There were two doors on either side of the alley. One said “Predestination Club” and the other said “Free Will Club”.

   He said, “I looked at the two doors and went through the first. I was met by a gatekeeper who said, “Before I can allow you to enter the Predestination Club, you must answer one question: ‘Why are you here?’”

   I answered, “Because I saw two doors and I decided to enter this one of my own free will.”  So, he threw me out.

   I picked myself up, dusted myself off, and I entered the second door. I was met there by another gatekeeper who said, “Before I can allow you to enter the Free Will Club, you must answer one question: ‘Why are you here?’”

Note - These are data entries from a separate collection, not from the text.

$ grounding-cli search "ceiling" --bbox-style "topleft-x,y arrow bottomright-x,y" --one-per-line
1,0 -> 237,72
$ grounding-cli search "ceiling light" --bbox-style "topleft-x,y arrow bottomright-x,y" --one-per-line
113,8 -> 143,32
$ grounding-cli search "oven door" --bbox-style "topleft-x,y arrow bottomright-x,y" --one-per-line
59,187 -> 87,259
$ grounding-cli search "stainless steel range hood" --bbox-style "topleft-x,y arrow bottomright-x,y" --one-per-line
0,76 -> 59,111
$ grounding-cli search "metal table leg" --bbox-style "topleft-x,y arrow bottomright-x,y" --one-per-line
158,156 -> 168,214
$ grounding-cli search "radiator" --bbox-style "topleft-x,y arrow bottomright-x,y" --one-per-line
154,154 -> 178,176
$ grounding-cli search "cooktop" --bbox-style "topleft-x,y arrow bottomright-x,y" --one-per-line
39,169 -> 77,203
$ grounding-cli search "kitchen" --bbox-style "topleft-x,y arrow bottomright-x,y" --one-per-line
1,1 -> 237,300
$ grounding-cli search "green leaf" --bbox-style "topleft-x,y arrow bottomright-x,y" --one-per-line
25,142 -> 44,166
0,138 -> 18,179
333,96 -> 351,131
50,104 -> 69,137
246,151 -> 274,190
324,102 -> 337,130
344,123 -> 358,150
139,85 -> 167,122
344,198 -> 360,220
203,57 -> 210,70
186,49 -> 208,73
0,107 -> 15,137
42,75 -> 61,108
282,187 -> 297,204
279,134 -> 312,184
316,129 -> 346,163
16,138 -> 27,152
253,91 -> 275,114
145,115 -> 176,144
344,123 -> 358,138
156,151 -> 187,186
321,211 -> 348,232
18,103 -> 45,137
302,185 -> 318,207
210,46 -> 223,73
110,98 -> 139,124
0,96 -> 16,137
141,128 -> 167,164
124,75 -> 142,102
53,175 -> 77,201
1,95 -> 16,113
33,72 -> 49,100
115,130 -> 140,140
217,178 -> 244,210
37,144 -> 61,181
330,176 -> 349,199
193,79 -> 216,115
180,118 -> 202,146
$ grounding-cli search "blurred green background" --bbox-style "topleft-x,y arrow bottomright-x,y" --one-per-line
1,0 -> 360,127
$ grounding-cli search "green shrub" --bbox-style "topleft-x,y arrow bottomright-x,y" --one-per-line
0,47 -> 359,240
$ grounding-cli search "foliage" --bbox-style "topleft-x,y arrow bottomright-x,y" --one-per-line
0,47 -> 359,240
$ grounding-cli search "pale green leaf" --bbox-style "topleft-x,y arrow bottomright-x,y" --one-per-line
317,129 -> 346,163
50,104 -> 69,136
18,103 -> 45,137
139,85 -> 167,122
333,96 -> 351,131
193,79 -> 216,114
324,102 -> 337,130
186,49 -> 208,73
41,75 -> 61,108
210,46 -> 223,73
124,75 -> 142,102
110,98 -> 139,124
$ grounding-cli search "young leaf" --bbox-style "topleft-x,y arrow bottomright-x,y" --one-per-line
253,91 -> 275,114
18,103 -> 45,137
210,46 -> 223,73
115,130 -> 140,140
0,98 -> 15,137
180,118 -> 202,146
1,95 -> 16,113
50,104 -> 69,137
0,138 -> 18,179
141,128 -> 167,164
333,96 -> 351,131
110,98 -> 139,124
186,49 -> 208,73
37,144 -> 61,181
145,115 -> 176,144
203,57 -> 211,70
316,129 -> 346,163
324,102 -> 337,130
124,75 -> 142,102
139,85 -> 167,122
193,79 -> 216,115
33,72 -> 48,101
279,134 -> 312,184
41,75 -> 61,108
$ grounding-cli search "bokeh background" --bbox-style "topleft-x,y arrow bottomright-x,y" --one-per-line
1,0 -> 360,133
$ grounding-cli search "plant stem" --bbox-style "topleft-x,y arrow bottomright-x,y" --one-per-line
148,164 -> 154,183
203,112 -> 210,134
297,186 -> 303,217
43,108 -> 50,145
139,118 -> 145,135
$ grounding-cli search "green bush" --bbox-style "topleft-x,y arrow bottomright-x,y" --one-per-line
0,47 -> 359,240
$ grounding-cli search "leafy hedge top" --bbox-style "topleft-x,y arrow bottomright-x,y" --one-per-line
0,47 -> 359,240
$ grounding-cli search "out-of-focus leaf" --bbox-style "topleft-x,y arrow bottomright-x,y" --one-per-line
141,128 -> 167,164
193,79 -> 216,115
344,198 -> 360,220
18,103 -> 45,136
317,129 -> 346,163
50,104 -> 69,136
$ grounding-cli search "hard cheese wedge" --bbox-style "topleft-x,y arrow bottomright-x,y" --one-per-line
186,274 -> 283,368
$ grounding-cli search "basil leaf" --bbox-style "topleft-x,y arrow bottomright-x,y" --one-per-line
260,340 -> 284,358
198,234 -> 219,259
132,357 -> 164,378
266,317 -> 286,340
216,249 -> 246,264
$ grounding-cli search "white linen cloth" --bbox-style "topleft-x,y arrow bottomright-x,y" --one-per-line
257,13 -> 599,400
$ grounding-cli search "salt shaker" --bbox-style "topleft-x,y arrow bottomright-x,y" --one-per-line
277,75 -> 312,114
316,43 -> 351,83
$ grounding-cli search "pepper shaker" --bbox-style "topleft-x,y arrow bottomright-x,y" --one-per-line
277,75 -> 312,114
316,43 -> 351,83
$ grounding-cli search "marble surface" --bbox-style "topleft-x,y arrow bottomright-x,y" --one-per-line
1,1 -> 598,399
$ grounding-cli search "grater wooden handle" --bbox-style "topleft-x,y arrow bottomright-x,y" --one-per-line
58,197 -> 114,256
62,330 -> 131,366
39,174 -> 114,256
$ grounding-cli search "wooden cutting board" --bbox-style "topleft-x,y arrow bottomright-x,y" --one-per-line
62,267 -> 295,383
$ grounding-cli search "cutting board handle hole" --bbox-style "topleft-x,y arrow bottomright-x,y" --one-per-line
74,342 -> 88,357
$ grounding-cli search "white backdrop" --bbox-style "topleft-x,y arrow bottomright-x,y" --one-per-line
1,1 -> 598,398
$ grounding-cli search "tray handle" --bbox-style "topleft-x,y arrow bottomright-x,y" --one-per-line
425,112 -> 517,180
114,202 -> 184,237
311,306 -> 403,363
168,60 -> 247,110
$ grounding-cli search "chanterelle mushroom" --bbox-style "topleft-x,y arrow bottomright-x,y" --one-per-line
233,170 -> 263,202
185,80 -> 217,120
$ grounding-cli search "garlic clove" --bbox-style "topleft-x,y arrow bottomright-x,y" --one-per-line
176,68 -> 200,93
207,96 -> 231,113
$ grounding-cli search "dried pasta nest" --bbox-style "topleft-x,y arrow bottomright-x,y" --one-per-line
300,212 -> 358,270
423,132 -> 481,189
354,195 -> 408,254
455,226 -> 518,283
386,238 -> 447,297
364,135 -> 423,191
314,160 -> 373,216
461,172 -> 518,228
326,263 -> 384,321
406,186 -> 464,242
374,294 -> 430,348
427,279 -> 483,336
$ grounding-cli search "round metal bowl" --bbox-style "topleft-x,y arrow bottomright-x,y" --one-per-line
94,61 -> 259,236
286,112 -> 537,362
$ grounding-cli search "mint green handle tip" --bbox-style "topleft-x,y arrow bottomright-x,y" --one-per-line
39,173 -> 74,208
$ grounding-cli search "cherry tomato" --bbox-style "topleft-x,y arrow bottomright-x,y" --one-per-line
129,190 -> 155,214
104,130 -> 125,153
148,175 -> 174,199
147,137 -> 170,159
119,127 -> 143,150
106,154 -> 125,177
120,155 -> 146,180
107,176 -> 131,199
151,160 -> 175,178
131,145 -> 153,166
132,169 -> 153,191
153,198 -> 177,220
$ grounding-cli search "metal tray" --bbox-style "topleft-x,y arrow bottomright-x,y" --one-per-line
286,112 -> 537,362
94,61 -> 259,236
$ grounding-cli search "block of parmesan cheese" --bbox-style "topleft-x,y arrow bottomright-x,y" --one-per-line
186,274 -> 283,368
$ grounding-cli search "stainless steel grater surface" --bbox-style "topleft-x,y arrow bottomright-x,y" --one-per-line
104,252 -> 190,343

   I answered, “Because I had no choice”. So, I got thrown out of that one, too.

   God elected those who will be saved. That’s not fatalism. That doesn’t mean we think we’re saved already so that it doesn’t matter what we do, or that we don’t need to be concerned about all people.

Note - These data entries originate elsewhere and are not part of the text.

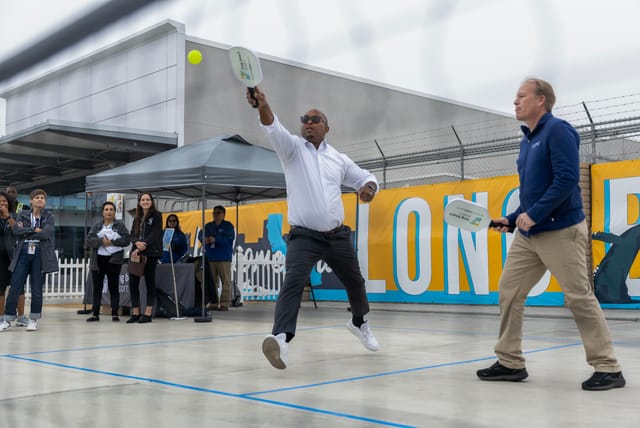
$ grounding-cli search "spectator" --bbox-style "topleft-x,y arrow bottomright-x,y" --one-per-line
198,206 -> 235,311
0,192 -> 17,318
127,193 -> 162,324
160,214 -> 188,264
4,186 -> 27,325
6,185 -> 28,213
86,201 -> 131,322
0,189 -> 59,332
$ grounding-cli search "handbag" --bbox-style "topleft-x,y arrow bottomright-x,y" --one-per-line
127,252 -> 147,276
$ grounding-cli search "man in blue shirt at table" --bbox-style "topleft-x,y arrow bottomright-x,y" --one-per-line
199,206 -> 235,311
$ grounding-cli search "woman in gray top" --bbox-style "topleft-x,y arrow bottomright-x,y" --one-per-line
86,201 -> 131,322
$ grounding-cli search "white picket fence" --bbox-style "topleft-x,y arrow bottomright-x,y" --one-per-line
236,247 -> 285,301
21,249 -> 285,303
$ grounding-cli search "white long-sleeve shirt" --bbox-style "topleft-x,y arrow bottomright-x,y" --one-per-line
261,115 -> 378,232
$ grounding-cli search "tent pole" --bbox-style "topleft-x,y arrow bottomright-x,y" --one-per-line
168,242 -> 185,320
195,181 -> 212,322
78,191 -> 92,315
232,199 -> 243,307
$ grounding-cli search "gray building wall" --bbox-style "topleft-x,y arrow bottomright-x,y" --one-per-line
183,39 -> 511,166
1,20 -> 185,145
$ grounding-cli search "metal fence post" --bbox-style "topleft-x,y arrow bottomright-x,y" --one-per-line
451,125 -> 465,180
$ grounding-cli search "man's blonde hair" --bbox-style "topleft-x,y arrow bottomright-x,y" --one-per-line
524,77 -> 556,112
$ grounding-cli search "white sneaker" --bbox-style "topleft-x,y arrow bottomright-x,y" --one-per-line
262,333 -> 288,369
16,315 -> 30,326
347,320 -> 380,351
26,319 -> 38,331
0,320 -> 10,332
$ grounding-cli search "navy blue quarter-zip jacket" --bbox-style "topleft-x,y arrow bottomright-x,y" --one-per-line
507,112 -> 585,236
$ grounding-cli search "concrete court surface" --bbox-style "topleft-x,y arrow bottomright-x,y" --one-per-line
0,301 -> 638,428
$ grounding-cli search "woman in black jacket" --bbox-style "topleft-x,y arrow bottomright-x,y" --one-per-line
0,192 -> 17,318
86,201 -> 131,322
127,193 -> 162,324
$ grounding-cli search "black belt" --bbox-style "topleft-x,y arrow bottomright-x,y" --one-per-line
323,225 -> 343,235
291,224 -> 343,235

   The Bible reminds us that we are called by God to care for the poor and to see that they receive justice, to seek racial justice and to promote the things that lead to the abundant life for all people.

   To live in faith is to respond naturally, not under the requirements of religious laws, but because we just want to. Faith is a gift, Baptism is a gift, Holy Communion is a gift, everything associated with the Christian life is a gift. We live in response to God’s gifts, not to get them.

   The only way to be among the elect is to be elected by God.

   I think of it, since God is not bound by time, as a kind of ongoing judgement where God looks into our hearts and sees Jesus, or God sees our sin. Having Jesus in our heart is not a warm fuzzy feeling, but the living relationship with the one true living God for which we were created, that is, faith that we in our sin cannot achieve, but that God can give to all who receive, as close to us as life itself.

   Predestination does not mean that how we live our lives doesn’t matter, it means that why we live our lives does matter. It’s living with streams of living water forming and shaping us from within, the Holy Spirit at work making us a new Creation, God’s people, born again.

   Knowing that relationship is how we are best prepared for what is to come.

   So, after a weekend in which our culture’s celebration of evil was scary, and All Saints Sunday reminded us of the triumph of the cross, we now face a week in which the scariness of a political election in today’s polarized political environment happens.

   Let us remember that the only election that truly changes lives and will endure forever is God’s. Let us be grateful and live in response to it.